Simply put, law and literature helps law students and lawyers achieve the following laudable goals:

  1. To become better at persuading – especially writing. The best writer often prevails in our legal system.
  2. To make sure our persuasion satisfies high ethical standards. Never sacrifice your ethics to win.
  3. To give us a vocabulary to explain our dissatisfaction with much legal analysis. Law’s conceptual tools alone do not explain justice and injustice. We need more.
  4. To look outside the strictly legal domain for perspective on law – we can’t solve a problem from within that problem.
  5. To allow a more nuanced, sophisticated appreciation of ambiguity in law. Ambiguity about factual matters, about indeterminacy in legal decisions, and about what constrains our courts in interpreting and applying law.

These are just a few of law-lit’s contributions to the intellectual and moral lives of all those who care about law and justice.

Write with Style

Scholar Helen Sword studied as many writing guides as she could lay her eyes on. She saw six points of unanimous advice:

1. Clarity, Coherence, Concision: write sentences that are clear, coherent, and concise.

2. Short or Mixed-Length Sentences: write short sentences or vary sentence rhythm with alternating short and long sentences.

3. Plain English: avoid ornate, pompous, Latinate, and waffly prose.

4. Precision: avoid vagueness and imprecision.

5. Active verbs: active verbs should dominate your writing; use passive verb constructions sparingly.

6. Tell a story: create a compelling narrative.

On drafting sentences, in particular, she offers three guiding principles:

1. Employ plenty of concrete nouns and active verbs, especially when writing about abstract concepts.

2. Keep the nouns and verbs close together in your sentences, so that readers know “who’s kicking whom.” In other words, keep the actor and the action close together; express the crucial actions in verbs and the central characters (real or abstract) in subjects.

3. Avoid clutter: keep your sentences free from extraneous words and phrases.

How to put these principles regularly in play? Sword offers help here too.

1. Check the health of your sentences by pasting them to http://www.writersdiet.com. The “WritersDiet” test will categorize your sentences as “flabby” or “fit.”

2. Replace at least a few “be” verbs (be, been, is, are) with active verbs.

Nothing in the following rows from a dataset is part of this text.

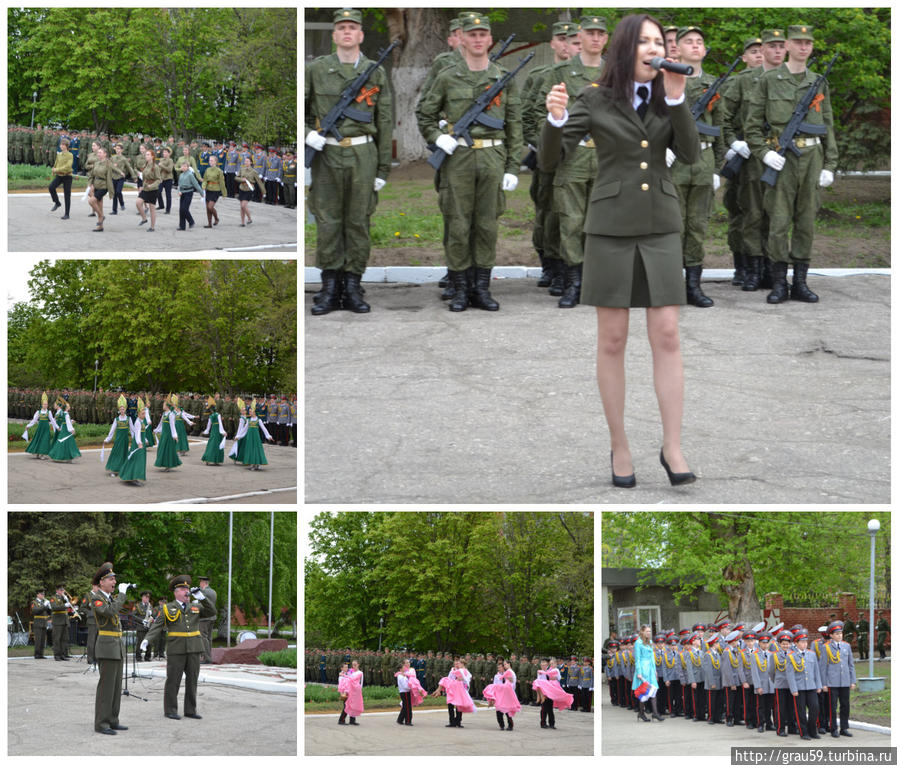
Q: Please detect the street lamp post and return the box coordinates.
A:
[857,518,884,691]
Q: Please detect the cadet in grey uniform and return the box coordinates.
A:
[819,621,856,738]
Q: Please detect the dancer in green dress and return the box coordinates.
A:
[119,398,147,485]
[49,399,81,462]
[235,399,273,470]
[22,392,56,460]
[153,399,181,473]
[100,396,131,476]
[200,396,225,465]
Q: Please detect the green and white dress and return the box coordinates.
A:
[101,414,131,473]
[200,412,225,465]
[50,411,81,462]
[153,410,181,468]
[22,409,56,456]
[119,418,147,481]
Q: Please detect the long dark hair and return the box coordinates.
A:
[600,13,666,114]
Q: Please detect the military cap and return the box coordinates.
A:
[581,16,607,32]
[788,24,813,40]
[744,37,762,53]
[675,27,705,42]
[92,561,115,587]
[332,8,362,26]
[463,16,491,32]
[169,574,191,591]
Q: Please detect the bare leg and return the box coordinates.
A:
[647,305,690,473]
[597,306,634,475]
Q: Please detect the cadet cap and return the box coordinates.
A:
[581,16,608,32]
[332,8,362,26]
[675,27,706,42]
[788,24,813,41]
[463,16,491,32]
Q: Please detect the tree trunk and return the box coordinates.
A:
[387,8,449,165]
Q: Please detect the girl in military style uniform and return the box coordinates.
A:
[540,14,700,488]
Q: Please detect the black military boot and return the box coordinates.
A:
[791,261,819,303]
[312,268,341,316]
[343,271,372,313]
[731,252,747,287]
[684,266,715,308]
[766,263,788,303]
[741,255,763,292]
[469,268,500,311]
[548,260,566,297]
[558,263,582,308]
[447,271,469,311]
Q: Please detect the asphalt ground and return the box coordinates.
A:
[7,649,297,757]
[7,438,299,505]
[7,187,298,252]
[305,272,891,505]
[304,701,594,757]
[595,684,891,762]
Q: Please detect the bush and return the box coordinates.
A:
[259,648,297,669]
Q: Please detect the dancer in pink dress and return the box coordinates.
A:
[531,659,575,729]
[394,659,428,725]
[431,659,475,728]
[338,659,364,725]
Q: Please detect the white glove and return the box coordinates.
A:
[763,151,784,170]
[434,133,459,154]
[306,130,325,151]
[731,141,750,159]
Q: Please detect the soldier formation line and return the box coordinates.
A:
[305,9,838,316]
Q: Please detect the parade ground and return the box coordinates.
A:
[7,438,298,505]
[7,192,298,253]
[306,269,891,504]
[304,701,594,757]
[7,647,298,757]
[595,683,891,762]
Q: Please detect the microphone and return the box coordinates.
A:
[650,56,694,77]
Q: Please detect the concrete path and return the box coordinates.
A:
[304,705,594,757]
[7,192,298,253]
[7,654,298,757]
[305,275,891,504]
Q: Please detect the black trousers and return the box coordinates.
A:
[178,191,194,228]
[397,691,412,725]
[50,175,72,215]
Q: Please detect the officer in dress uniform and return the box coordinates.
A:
[91,563,131,736]
[141,574,216,720]
[305,8,393,316]
[31,587,51,659]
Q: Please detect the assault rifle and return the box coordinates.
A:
[305,40,400,167]
[691,56,741,138]
[428,53,534,170]
[760,53,840,186]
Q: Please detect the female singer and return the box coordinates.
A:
[540,14,700,488]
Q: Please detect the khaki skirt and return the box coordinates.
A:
[581,232,686,308]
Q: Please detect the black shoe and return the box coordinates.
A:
[659,449,697,486]
[609,452,637,489]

3. Identify your passive constructions and decide whether they add syntactical variety or offer other justification for inclusion. Too many passive phrases wilt the sentence.

4. Make sure at least one sentence per paragraph contains a concrete noun or human entity as its subject, immediately followed by an active verb.

5. A noun and its accompanying verb should pack a quick, one-two punch. Readers lose interest when more than a dozen or so words separate the actor (subject or noun) from the action (verb).

6. When writing about inanimate abstractions, still use active verbs to “animate” them.

7. Cut down on prepositional phrases, especially when they string together long sentence with abstract nouns.

8. When possible, explain abstract concepts using concrete examples (which, for brevity’s sake, I’ve violated in this very blog post!)

As many writers before Ms. Sword have pointed out: there is no writing, there is only re-writing. And, I would add, reading about re-writing. On that score, we should all read (and re-read) Ms. Sword’s engaging practical guide, “Stylish Academic Writing.”